City Limits, May 6, 2019: The displacement dangers of the Trump-Democrat infrastructure deal
In the week since President Trump and Congressional Democratic leaders announced a vague agreement to pursue a $2 trillion infrastructure plan, more than one note of doubt has been sounded. Some wondered if Trump’s commitment was likely to survive more than one news cycle. Many conservative Republicans fretted about how to pay the 13-digit price-tag. And some liberal Democrats worried that, by finding common cause with the president on infrastructure, Senate Minority Leader Chuck Schumer and House Speaker Nancy Pelosi were handing Trump a valuable victory in the midst of fallout from the Mueller report and ahead of the 2020 campaign season.
What makes infrastructure spending a political wildcard is the breadth of its appeal.

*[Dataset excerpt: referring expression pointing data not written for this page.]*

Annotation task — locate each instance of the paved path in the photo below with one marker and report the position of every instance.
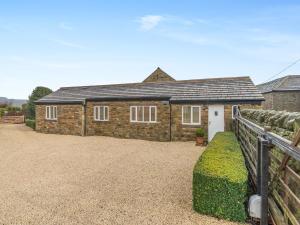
(58, 179)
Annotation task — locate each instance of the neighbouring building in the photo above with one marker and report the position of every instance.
(282, 93)
(159, 108)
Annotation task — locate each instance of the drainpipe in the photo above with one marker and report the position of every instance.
(170, 120)
(83, 119)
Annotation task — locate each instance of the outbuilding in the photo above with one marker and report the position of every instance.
(159, 108)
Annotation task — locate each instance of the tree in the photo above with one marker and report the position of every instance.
(36, 94)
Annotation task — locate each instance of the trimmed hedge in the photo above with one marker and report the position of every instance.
(30, 123)
(220, 179)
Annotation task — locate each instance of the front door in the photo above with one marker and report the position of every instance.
(215, 120)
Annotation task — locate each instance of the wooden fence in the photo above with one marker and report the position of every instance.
(274, 166)
(12, 119)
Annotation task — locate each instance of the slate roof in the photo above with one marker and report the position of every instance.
(214, 89)
(287, 83)
(159, 75)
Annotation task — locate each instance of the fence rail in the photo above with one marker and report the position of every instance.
(274, 167)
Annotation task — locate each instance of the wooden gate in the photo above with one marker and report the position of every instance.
(274, 166)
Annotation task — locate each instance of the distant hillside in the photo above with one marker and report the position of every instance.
(12, 102)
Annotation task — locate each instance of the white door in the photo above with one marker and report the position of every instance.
(215, 120)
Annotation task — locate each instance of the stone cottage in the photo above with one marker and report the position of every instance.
(159, 108)
(282, 93)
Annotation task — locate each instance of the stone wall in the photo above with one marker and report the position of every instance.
(281, 122)
(288, 100)
(119, 124)
(285, 100)
(182, 132)
(268, 103)
(69, 120)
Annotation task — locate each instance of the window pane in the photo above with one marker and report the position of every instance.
(133, 113)
(186, 114)
(196, 115)
(47, 112)
(106, 112)
(146, 114)
(101, 113)
(51, 114)
(153, 114)
(55, 112)
(140, 113)
(96, 113)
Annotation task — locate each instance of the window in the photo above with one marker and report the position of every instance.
(233, 110)
(143, 114)
(51, 112)
(101, 113)
(191, 115)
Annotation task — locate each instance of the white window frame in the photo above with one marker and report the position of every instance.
(191, 123)
(232, 116)
(48, 115)
(143, 107)
(99, 113)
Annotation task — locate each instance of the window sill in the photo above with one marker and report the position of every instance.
(191, 124)
(144, 122)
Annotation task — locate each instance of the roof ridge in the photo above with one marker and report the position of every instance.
(160, 82)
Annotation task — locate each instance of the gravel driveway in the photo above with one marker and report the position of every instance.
(57, 179)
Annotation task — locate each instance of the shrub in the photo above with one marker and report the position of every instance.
(30, 123)
(200, 132)
(220, 179)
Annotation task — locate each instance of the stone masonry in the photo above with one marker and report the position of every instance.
(168, 127)
(69, 120)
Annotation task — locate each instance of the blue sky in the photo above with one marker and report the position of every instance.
(66, 43)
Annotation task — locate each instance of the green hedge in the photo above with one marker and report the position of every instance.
(30, 123)
(220, 179)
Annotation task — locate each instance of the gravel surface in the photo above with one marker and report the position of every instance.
(58, 179)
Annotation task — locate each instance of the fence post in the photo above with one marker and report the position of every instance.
(264, 168)
(258, 166)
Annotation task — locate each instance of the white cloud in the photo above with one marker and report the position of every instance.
(65, 26)
(150, 21)
(68, 44)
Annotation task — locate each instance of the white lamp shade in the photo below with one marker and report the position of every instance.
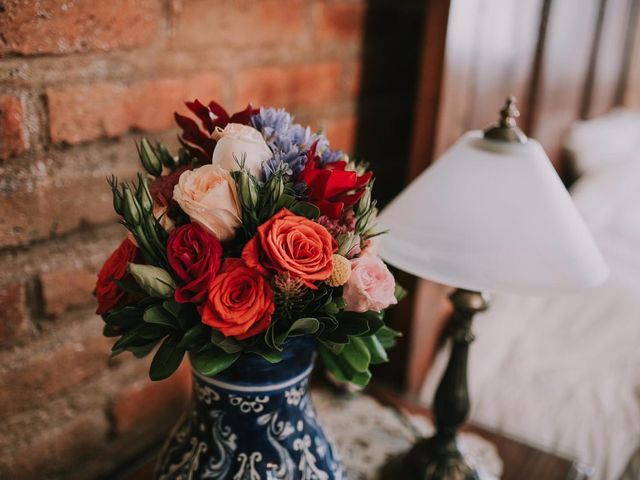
(491, 216)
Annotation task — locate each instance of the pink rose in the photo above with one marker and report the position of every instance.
(370, 286)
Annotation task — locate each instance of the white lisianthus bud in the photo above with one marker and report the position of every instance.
(237, 143)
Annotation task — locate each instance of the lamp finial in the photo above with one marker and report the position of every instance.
(506, 130)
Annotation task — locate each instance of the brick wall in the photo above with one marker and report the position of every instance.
(79, 81)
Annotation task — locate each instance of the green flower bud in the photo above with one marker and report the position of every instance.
(276, 188)
(364, 202)
(117, 195)
(248, 191)
(150, 160)
(144, 196)
(131, 211)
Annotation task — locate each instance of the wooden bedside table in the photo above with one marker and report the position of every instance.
(520, 461)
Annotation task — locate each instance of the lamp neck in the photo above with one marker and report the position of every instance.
(506, 130)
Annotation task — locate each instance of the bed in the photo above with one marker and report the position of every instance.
(564, 373)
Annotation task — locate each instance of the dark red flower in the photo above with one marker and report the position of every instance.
(195, 256)
(198, 142)
(108, 292)
(332, 187)
(161, 188)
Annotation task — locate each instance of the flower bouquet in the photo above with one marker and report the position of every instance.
(251, 249)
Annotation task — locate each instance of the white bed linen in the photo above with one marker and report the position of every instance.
(563, 373)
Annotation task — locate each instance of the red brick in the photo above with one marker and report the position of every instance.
(63, 289)
(55, 26)
(49, 373)
(290, 86)
(342, 133)
(354, 80)
(13, 314)
(242, 23)
(84, 112)
(68, 191)
(49, 452)
(13, 136)
(146, 403)
(338, 20)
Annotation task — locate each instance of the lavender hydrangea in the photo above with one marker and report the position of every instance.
(290, 142)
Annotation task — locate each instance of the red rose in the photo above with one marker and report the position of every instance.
(108, 293)
(194, 255)
(332, 187)
(287, 243)
(240, 301)
(161, 188)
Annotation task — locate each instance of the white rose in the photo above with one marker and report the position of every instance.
(238, 142)
(208, 195)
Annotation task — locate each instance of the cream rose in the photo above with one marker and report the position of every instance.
(208, 195)
(370, 286)
(237, 142)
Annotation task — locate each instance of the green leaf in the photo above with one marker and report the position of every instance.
(128, 337)
(151, 331)
(173, 307)
(335, 348)
(213, 361)
(331, 363)
(270, 355)
(153, 280)
(301, 326)
(142, 350)
(305, 209)
(197, 334)
(158, 315)
(166, 360)
(228, 344)
(377, 351)
(361, 378)
(357, 354)
(125, 317)
(111, 331)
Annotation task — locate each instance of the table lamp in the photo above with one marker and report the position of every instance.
(491, 215)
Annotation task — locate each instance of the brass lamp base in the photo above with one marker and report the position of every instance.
(438, 457)
(430, 459)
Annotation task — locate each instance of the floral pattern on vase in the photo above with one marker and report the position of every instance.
(255, 421)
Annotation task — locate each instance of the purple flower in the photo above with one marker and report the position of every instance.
(290, 142)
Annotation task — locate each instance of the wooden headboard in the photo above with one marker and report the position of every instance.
(563, 59)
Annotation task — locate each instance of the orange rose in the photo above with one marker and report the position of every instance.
(240, 301)
(292, 244)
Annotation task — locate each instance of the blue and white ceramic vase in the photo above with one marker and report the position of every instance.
(254, 421)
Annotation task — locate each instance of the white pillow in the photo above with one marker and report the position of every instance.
(605, 140)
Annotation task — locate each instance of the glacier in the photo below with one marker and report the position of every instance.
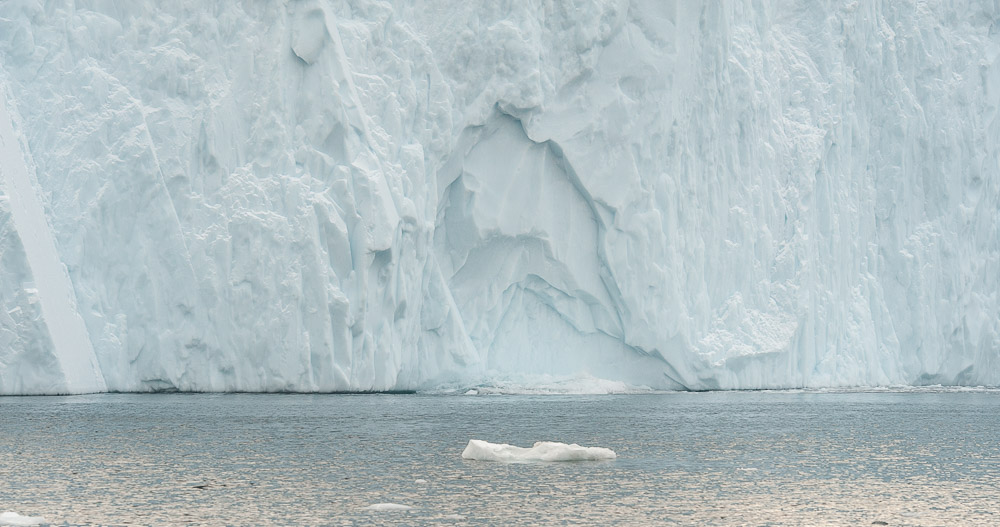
(364, 195)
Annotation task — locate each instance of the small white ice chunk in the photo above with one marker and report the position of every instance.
(383, 507)
(13, 518)
(541, 451)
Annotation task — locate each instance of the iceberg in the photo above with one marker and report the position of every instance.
(317, 196)
(480, 450)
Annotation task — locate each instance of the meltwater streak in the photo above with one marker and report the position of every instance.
(55, 292)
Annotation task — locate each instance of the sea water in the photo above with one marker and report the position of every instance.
(724, 458)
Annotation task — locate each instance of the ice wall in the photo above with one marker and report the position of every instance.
(323, 195)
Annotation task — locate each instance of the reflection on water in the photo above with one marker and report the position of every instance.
(692, 459)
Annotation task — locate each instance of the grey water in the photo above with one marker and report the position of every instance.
(725, 458)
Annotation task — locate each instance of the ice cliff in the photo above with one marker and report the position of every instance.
(330, 195)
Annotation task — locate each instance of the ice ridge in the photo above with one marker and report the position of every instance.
(327, 196)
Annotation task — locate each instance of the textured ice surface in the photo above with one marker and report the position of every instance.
(15, 519)
(322, 195)
(541, 451)
(387, 507)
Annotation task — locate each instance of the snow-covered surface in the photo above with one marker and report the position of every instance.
(329, 195)
(15, 519)
(480, 450)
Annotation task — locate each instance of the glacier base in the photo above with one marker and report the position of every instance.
(363, 195)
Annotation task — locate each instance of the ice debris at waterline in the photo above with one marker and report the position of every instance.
(13, 519)
(207, 195)
(541, 451)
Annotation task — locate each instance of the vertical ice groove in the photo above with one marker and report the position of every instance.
(55, 291)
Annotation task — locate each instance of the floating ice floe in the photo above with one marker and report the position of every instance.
(541, 451)
(13, 518)
(385, 507)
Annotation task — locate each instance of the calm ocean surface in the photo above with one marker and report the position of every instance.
(726, 458)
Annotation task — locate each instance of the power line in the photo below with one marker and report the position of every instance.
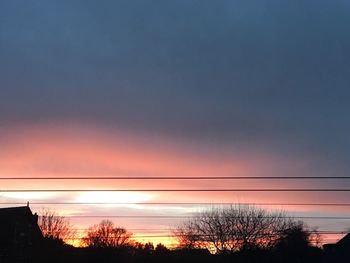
(176, 203)
(179, 178)
(193, 215)
(184, 190)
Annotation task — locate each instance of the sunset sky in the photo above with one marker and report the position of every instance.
(174, 88)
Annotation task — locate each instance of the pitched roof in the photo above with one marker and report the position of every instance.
(13, 218)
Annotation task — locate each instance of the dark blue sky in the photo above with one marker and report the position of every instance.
(269, 74)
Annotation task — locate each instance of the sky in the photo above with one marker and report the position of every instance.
(174, 88)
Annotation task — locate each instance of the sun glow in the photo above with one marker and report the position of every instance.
(113, 198)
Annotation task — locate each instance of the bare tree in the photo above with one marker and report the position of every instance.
(106, 235)
(54, 226)
(232, 229)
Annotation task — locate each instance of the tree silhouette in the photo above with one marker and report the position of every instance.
(54, 226)
(106, 235)
(232, 229)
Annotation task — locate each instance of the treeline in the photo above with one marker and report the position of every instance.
(234, 234)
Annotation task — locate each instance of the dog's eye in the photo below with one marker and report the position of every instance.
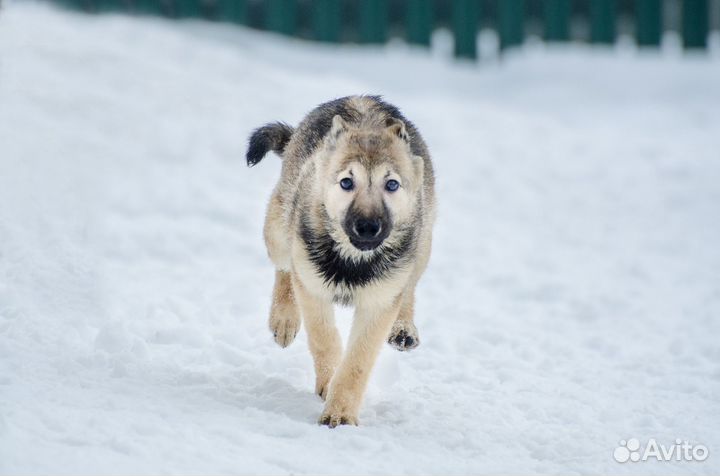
(347, 184)
(392, 185)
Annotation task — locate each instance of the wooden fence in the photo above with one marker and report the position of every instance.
(374, 21)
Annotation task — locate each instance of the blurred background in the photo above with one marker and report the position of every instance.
(571, 304)
(508, 23)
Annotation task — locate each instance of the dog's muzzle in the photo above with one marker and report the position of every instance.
(366, 233)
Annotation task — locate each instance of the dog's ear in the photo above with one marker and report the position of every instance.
(397, 127)
(419, 169)
(338, 127)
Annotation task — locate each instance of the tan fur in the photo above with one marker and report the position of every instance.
(371, 150)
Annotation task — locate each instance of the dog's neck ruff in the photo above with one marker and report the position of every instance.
(335, 269)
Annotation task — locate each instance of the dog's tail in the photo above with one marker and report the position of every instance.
(273, 136)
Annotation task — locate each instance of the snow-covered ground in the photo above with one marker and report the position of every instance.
(572, 301)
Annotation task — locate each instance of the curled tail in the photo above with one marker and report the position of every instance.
(273, 136)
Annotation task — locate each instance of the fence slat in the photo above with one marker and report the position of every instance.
(327, 20)
(373, 21)
(145, 6)
(281, 16)
(557, 20)
(419, 16)
(648, 21)
(465, 15)
(511, 22)
(187, 8)
(695, 23)
(602, 21)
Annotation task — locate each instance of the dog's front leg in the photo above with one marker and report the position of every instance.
(370, 328)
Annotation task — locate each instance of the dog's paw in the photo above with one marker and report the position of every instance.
(404, 336)
(284, 329)
(331, 419)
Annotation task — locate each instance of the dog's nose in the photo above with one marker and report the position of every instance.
(367, 229)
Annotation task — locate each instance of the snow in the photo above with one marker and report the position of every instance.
(571, 302)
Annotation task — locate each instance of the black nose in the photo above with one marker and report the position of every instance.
(367, 229)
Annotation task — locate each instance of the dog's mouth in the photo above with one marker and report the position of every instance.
(366, 234)
(366, 245)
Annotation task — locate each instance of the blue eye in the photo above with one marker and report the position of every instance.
(347, 184)
(392, 185)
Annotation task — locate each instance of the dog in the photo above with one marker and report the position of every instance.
(350, 223)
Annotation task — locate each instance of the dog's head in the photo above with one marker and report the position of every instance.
(371, 183)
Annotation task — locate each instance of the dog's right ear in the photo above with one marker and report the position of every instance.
(338, 127)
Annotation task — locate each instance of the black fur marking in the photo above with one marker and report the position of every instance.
(319, 122)
(335, 269)
(274, 136)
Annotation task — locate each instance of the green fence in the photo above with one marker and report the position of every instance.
(375, 21)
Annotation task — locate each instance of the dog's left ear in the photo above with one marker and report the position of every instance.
(397, 127)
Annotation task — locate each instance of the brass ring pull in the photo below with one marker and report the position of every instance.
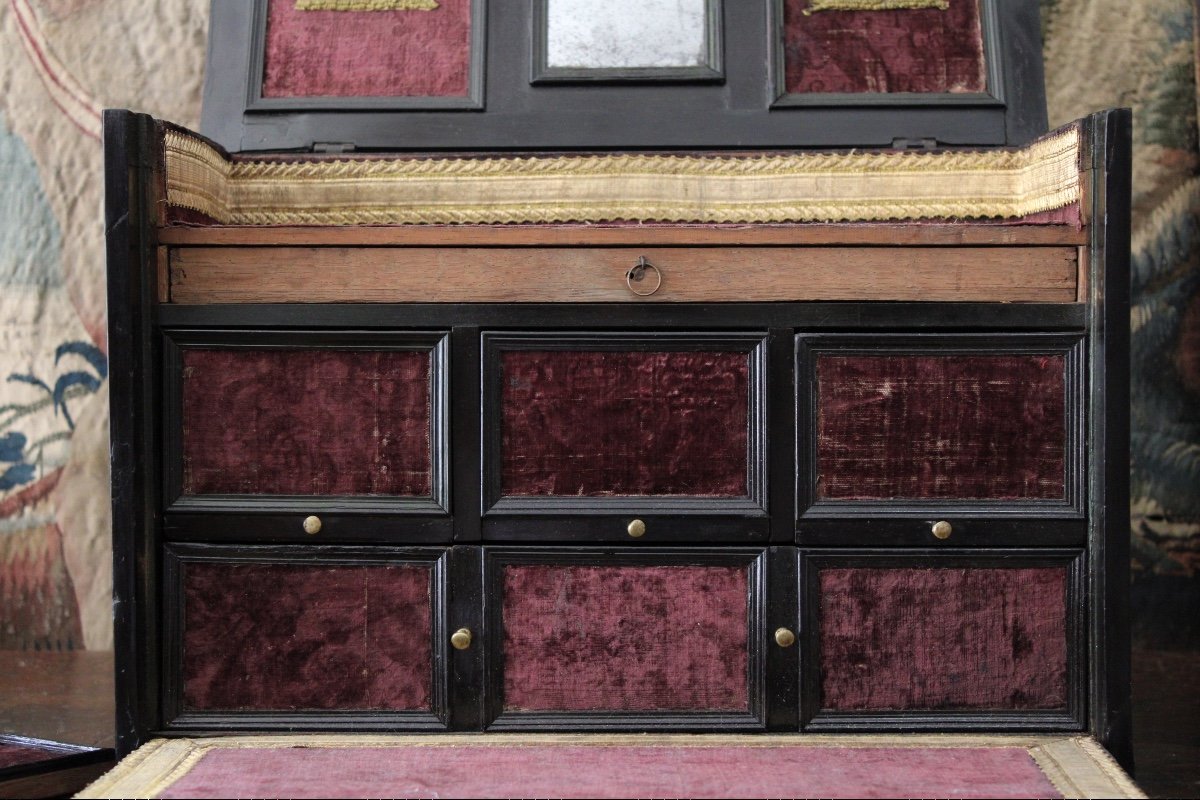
(637, 274)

Progressives adore public investments. As long as there’s a good chance much of the work will come their way, trade unions like the potential construction jobs. Business types love moves that make it easier for their employees to get to work or their product to get to market.
But the diversity of support for infrastructure spending—the sense that virtually “everyone” supports it—doesn’t mean it benefits everyone to the same degree, if at all. Depending on how the plan is structured, people in America’s rural areas (who arguably need more of an economic boost than anyone else) could be left out. And then there are those whom infrastructure spending could actually hurt: namely, low-income urban residents who could be displaced by rising housing costs resulting from the investment.
A classic case is Portland’s Interstate Corridor Urban Renewal Area Plan in 2000, which, according to the National Community Reinvestment Coalition, “catalyzed the demographic and geographic shift from historically African-American communities within Portland to the outskirts of the city.” Concerns about a similar effect have dogged plans in New York for a Brooklyn-Queens streetcar line, and were part of what scuttled a transit plan in Nashville last year. While the magnitude of displacement effects is debated, and projects could be structured to reduce those dangers, it’s clearly a risk for any major spending on roads and rails.